An async-profiler allocation capture (-e alloc, 30 seconds, 463K samples) on a production gusto instance revealed that DataLoaderHelper dominated all allocation sources:
| Source | Samples | % Total |
|---|---|---|
| DataLoaderHelper | 48,910 | 11.6% |
| PacsAuthzInstrumentation | 36,108 | 8.6% |
| ContextDataFetcherDecorator | 28,550 | 6.8% |
| HashMap.resize | 25,021 | 5.4% |
A codebase-wide search found 119 call sites across 42 files using the loadAndDispatch pattern:
// From ImageDataLoader.java — the pattern used everywhere
public static CompletableFuture<List<ImageResult>> loadAndDispatch(
DataFetchingEnvironment env, ImageDataLoaderKey key) {
var loader = get(env);
var future = loader.load(key);
loader.dispatch(); // <-- immediately dispatches with batch size of 1
return future;
}Every DataLoader that supports batching (VideoCore, Images, ECL, Collections, Persons, etc.) is being called with batch size 1 when invoked through this pattern — meaning the downstream gRPC services receive N individual requests instead of 1 batched request with N keys.
In graphql-java (pre-v25), DataLoader dispatch happens at the end of each field resolution level.

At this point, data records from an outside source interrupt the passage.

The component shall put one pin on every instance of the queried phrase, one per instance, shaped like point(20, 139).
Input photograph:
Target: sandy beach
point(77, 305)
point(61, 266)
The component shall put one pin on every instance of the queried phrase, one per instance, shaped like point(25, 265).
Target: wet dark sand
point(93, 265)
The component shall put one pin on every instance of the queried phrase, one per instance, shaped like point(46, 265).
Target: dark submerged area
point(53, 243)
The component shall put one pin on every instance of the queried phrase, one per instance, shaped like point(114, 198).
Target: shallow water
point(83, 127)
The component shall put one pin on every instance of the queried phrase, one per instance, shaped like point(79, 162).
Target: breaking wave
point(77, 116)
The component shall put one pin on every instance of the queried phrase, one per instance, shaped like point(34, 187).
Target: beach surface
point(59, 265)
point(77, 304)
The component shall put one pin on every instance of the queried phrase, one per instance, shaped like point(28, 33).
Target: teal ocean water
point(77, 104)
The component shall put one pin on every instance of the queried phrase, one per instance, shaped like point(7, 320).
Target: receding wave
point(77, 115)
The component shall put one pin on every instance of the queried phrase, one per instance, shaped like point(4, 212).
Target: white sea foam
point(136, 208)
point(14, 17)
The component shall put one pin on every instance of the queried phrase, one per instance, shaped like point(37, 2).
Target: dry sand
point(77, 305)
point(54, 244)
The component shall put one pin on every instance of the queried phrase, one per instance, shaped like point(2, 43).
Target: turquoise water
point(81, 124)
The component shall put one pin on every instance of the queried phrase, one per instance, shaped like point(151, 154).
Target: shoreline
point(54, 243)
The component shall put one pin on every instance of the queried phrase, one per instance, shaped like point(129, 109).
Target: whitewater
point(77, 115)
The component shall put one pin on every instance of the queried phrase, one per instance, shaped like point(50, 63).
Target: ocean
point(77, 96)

When a DataFetcher chains into another DataLoader via .thenCompose(), the second load() call happens after the framework has already dispatched that level. Without manual dispatch, the request hangs forever:
// ShowDataFetcher.currentEpisode — real example from gusto
return EvidenceLoader.loadCurrentEpisode(env, unifiedEntityId)
// This runs AFTER framework dispatch — framework won't dispatch again
.thenCompose(episodeId -> VideoCoreDataLoader.loadAndDispatch(env, episodeId));
// ^^^^^^^^^^^^^^^^
// manual dispatch forces batch-of-1 to avoid hangingThe comment in the codebase explains this directly:
"Unfortunately, we currently must manually dispatch a dataloader when it is composed after another Future. Otherwise, the thread will hang indefinitely waiting for something to manually dispatch it."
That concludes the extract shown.